The properties panel is divided into clear sections Look, Quality, Shadow, Cone & Shaft, Scattering, Cookie, Holdout, Volumetric Noise, Atmospheric Haze. Every knob has a tooltip explaining what it does, and the defaults are tuned to give you a believable shaft within seconds of plugging things in.
What You Can Actually Do With It
Anywhere there’s a directional or spot light and you want the air to feel alive, aeVolumeRays earns its keep. Some of the things I’ve used it for:
- Architecture and product shots soften interior renders with believable beams from windows or skylights. Add a touch of haze and the whole space breathes.
- Live action integration sell CG elements into real footage by matching the volumetric quality of the plate’s atmosphere. If your plate has subtle god rays from a window, add matching shafts to the CG side.
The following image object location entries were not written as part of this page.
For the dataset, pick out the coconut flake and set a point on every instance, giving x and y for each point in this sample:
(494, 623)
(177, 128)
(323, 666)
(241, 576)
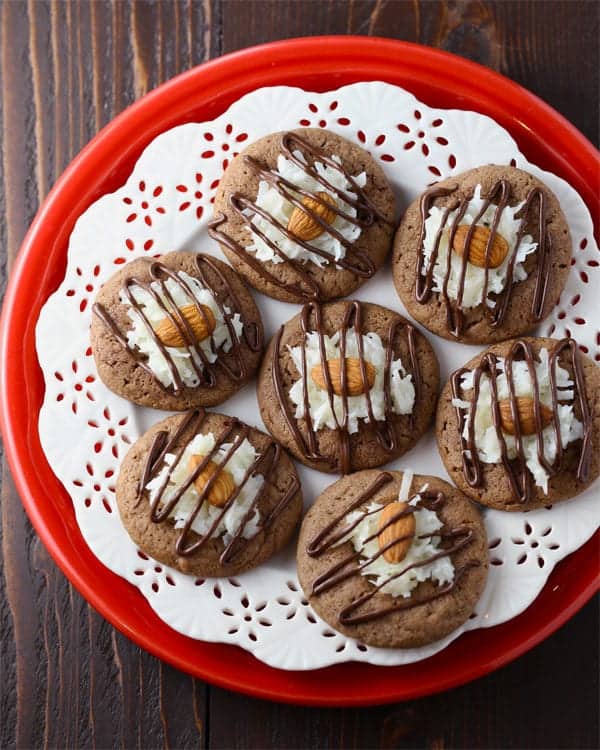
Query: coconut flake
(474, 285)
(271, 201)
(401, 383)
(138, 337)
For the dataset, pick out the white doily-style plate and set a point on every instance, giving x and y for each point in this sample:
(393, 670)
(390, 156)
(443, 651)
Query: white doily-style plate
(85, 430)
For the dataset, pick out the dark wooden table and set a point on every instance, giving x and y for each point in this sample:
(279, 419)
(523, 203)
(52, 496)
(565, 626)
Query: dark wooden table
(68, 679)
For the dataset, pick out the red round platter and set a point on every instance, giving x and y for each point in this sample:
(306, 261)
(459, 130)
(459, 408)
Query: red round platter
(319, 64)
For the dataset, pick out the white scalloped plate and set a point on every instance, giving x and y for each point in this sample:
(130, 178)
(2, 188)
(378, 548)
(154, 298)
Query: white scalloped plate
(85, 429)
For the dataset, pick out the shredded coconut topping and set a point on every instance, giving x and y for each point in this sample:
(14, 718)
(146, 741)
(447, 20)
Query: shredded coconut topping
(270, 200)
(138, 337)
(401, 384)
(486, 439)
(237, 465)
(508, 228)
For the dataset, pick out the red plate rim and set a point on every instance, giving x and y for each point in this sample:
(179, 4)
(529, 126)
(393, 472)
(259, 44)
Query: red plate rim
(320, 64)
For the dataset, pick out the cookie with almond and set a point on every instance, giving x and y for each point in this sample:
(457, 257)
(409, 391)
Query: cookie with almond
(393, 559)
(208, 495)
(482, 256)
(177, 332)
(518, 427)
(348, 385)
(304, 215)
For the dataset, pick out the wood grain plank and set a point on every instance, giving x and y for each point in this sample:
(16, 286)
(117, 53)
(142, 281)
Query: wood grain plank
(514, 707)
(68, 678)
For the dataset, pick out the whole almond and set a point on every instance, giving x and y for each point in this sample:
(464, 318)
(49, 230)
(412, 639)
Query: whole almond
(221, 488)
(478, 244)
(303, 225)
(202, 326)
(355, 385)
(526, 415)
(402, 527)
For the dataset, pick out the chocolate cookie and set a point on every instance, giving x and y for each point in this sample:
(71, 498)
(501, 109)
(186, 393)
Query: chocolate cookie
(208, 495)
(526, 392)
(176, 333)
(368, 412)
(304, 215)
(510, 257)
(412, 565)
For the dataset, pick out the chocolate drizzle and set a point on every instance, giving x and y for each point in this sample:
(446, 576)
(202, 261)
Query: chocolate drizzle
(516, 469)
(350, 565)
(234, 432)
(385, 430)
(356, 261)
(224, 294)
(498, 196)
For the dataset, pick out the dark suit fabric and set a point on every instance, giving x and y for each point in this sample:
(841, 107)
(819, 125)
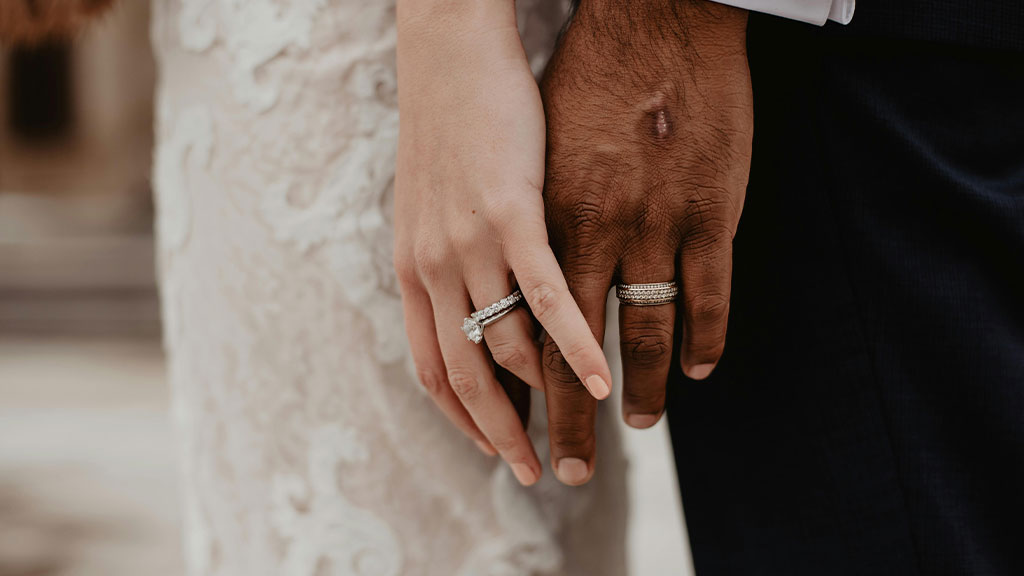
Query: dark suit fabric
(867, 416)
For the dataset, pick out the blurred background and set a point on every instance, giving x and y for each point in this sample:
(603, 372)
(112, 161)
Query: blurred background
(87, 480)
(87, 474)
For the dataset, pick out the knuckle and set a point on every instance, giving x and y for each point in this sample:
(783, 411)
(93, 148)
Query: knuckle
(431, 260)
(559, 370)
(644, 400)
(709, 307)
(543, 300)
(572, 437)
(587, 217)
(465, 383)
(404, 269)
(431, 381)
(647, 346)
(706, 214)
(509, 355)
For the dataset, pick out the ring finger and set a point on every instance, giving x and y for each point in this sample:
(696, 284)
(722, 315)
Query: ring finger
(472, 377)
(511, 339)
(646, 341)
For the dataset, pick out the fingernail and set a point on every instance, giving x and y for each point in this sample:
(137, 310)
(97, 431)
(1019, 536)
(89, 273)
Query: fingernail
(642, 420)
(485, 448)
(597, 386)
(523, 474)
(571, 470)
(700, 371)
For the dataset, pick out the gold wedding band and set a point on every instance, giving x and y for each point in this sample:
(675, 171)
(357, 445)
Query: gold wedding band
(647, 294)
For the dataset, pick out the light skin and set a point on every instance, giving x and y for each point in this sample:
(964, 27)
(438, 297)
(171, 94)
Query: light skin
(469, 221)
(640, 139)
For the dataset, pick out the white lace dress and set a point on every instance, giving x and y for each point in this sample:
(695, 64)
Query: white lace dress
(307, 448)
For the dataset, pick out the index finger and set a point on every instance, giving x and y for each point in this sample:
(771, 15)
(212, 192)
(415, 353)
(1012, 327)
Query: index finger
(548, 295)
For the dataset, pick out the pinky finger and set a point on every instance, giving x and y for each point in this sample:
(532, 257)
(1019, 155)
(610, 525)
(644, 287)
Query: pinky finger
(430, 366)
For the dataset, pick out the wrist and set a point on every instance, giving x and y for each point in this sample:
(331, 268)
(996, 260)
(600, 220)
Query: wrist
(444, 17)
(700, 23)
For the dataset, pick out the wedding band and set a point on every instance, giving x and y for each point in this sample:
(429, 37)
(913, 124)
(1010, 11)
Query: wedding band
(474, 324)
(647, 294)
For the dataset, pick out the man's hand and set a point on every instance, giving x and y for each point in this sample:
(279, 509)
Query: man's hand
(649, 126)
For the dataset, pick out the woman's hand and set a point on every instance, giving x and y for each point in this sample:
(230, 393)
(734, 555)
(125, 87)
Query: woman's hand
(469, 220)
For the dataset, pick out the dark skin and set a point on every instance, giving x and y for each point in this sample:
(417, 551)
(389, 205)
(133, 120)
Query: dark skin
(649, 126)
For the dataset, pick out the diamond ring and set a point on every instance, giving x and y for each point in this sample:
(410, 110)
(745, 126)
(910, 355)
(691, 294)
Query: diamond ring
(647, 294)
(474, 324)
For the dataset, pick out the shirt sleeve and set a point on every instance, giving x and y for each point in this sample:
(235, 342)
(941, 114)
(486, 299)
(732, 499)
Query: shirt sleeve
(811, 11)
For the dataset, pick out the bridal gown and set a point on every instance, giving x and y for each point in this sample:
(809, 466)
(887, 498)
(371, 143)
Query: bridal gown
(307, 447)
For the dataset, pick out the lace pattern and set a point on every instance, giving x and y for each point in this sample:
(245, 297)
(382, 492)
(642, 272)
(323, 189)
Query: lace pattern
(307, 448)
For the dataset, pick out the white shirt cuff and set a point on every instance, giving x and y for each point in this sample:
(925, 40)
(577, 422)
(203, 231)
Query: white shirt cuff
(811, 11)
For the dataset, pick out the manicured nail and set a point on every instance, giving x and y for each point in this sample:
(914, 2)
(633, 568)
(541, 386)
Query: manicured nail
(597, 386)
(571, 470)
(700, 371)
(642, 420)
(523, 474)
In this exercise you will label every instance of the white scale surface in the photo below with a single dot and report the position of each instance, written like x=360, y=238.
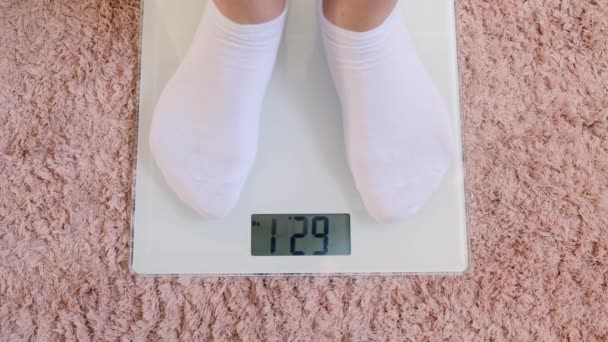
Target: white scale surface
x=301, y=165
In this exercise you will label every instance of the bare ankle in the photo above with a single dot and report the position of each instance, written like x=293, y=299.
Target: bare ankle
x=358, y=15
x=250, y=11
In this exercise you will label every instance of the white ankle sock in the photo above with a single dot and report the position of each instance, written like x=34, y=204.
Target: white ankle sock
x=397, y=128
x=205, y=127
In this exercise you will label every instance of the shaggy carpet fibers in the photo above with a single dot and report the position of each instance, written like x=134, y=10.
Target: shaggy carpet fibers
x=535, y=89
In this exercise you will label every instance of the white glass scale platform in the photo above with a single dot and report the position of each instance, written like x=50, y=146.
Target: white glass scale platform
x=301, y=175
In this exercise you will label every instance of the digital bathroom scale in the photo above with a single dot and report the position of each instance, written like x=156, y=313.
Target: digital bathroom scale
x=299, y=212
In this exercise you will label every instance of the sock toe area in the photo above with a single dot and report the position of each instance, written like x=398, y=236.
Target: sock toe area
x=394, y=204
x=210, y=199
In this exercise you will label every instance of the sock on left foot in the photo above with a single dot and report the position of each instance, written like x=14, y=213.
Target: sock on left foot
x=397, y=128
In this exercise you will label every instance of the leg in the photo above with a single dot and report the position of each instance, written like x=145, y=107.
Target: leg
x=397, y=130
x=358, y=15
x=250, y=11
x=204, y=131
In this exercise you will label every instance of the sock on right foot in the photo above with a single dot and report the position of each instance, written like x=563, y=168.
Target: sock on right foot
x=204, y=130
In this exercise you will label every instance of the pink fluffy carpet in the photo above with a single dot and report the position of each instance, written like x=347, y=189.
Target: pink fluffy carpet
x=535, y=90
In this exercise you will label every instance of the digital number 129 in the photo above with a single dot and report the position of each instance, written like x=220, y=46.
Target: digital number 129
x=316, y=222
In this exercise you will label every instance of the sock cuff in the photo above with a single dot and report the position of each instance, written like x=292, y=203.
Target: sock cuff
x=345, y=38
x=252, y=34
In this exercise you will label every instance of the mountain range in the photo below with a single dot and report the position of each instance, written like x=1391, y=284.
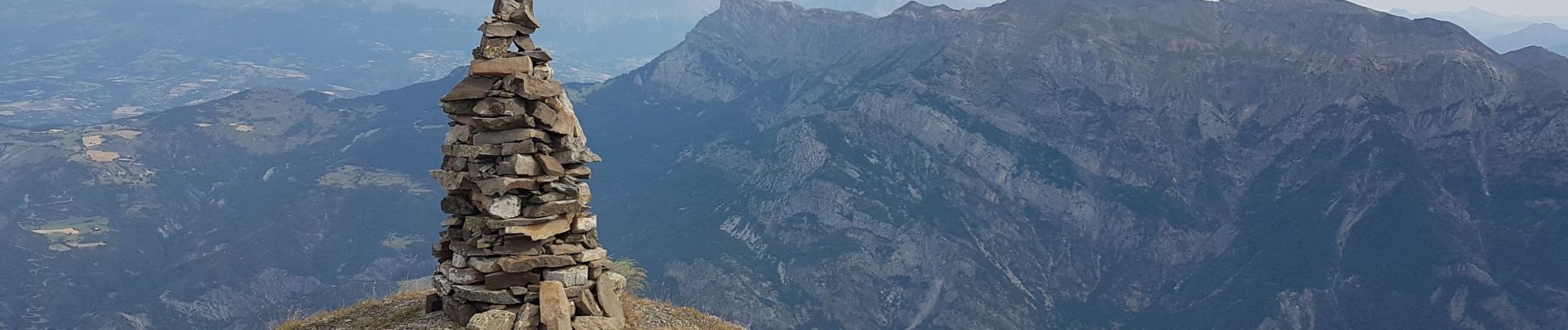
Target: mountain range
x=88, y=61
x=1485, y=24
x=1029, y=165
x=1543, y=35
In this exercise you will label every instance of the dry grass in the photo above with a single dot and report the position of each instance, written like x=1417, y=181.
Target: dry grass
x=405, y=312
x=654, y=314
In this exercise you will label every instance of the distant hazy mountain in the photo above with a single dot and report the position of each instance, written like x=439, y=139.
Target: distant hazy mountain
x=1037, y=165
x=1543, y=35
x=1093, y=165
x=1485, y=24
x=94, y=59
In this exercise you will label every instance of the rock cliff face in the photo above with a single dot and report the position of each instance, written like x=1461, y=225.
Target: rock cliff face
x=1092, y=165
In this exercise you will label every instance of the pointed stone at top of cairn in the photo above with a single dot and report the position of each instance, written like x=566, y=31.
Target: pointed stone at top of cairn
x=521, y=248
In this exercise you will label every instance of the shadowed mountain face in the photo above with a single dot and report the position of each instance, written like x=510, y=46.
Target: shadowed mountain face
x=228, y=214
x=1034, y=165
x=1092, y=165
x=1543, y=35
x=88, y=61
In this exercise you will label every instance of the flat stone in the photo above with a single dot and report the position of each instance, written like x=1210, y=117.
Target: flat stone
x=552, y=209
x=441, y=285
x=527, y=318
x=503, y=207
x=538, y=55
x=474, y=293
x=502, y=185
x=519, y=12
x=470, y=150
x=543, y=71
x=503, y=224
x=574, y=152
x=519, y=165
x=460, y=134
x=502, y=280
x=532, y=88
x=543, y=230
x=470, y=249
x=451, y=180
x=499, y=106
x=593, y=255
x=533, y=262
x=470, y=88
x=519, y=148
x=501, y=66
x=501, y=29
x=543, y=111
x=458, y=106
x=597, y=323
x=549, y=197
x=510, y=136
x=484, y=265
x=524, y=43
x=494, y=319
x=573, y=276
x=455, y=163
x=460, y=314
x=493, y=124
x=609, y=293
x=461, y=276
x=458, y=205
x=579, y=171
x=566, y=249
x=578, y=291
x=519, y=246
x=555, y=309
x=588, y=305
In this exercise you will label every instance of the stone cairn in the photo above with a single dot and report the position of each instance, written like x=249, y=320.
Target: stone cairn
x=521, y=249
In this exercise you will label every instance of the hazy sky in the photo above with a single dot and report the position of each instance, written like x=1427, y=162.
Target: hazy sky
x=1503, y=7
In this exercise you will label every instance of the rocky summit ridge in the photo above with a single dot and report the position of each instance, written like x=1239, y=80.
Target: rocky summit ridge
x=1092, y=165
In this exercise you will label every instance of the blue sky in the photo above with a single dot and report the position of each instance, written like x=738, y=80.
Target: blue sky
x=1501, y=7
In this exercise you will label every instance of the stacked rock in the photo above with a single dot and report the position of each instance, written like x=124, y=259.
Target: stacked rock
x=521, y=249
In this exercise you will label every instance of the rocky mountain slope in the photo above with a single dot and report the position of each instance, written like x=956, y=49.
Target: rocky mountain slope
x=1032, y=165
x=228, y=214
x=88, y=61
x=1543, y=35
x=1482, y=22
x=1092, y=165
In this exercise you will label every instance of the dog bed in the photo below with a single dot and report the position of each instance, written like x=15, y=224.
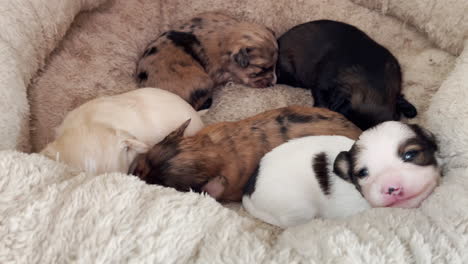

- Mood lighting turn a flat 3D render into a cinematic frame in two minutes by adding shafts and atmospheric haze. It’s one of the highest impact-per-effort comp tricks you can learn.
- Creature features that classic horror beat where the monster steps through a beam of light. With holdouts on, you can dial in exactly how the shaft cuts off as the creature moves through it.
- Stage and concert shots coloured spotlights cutting through smoke, with cookies for shape variation and animated noise for swirling haze.
- Forest, dust, fog anywhere the air should feel like a character in the shot.
It’s a comp tool, so it lives downstream of your render. You can iterate without re-rendering change colours, animate density, swap cookies, tweak the scattering, all in real time on the GPU.
Free for Everyone
I built this for the community. aeVolumeRays is free. You can download the gizmo from my GitHub repository, use it in personal or commercial projects, modify it, and study how it works. If you find bugs, open an issue. If you build something cool with it, I’d love to see it.
The repo includes the gizmo, the BlinkScript source code (fully commented), example Nuke scripts, and a quick-start guide. I’ll also be uploading short demo videos showing common setups: church windows, forest sun shafts, spaceship cockpit lighting, headlights through fog, stage spotlights. If you get stuck on a specific look, those should cover most cases.
One Last Thing
The more I worked on this gizmo, the more amazed I got at how much physics we can fake convincingly with a few hundred lines of code and a depth texture. Light scattering is the kind of phenomenon that took physicists centuries to describe properly, and we routinely fudge it in real-time using tricks that would make a 1900s physicist faint. And yet it works. The eye is forgiving, the math is friendly, and the result is beautiful.
If you’ve never opened BlinkScript, it’s worth a few hours of your time. It’s the closest thing Nuke has to writing your own renderer, and the leap from “I’m a comp artist” to “I wrote the algorithm that draws this” is genuinely empowering. There’s a small but lovely community of people pushing the limits of what BlinkScript can do, and I hope this post nudges a few more in that direction.
Thanks for reading. Now go light up some air.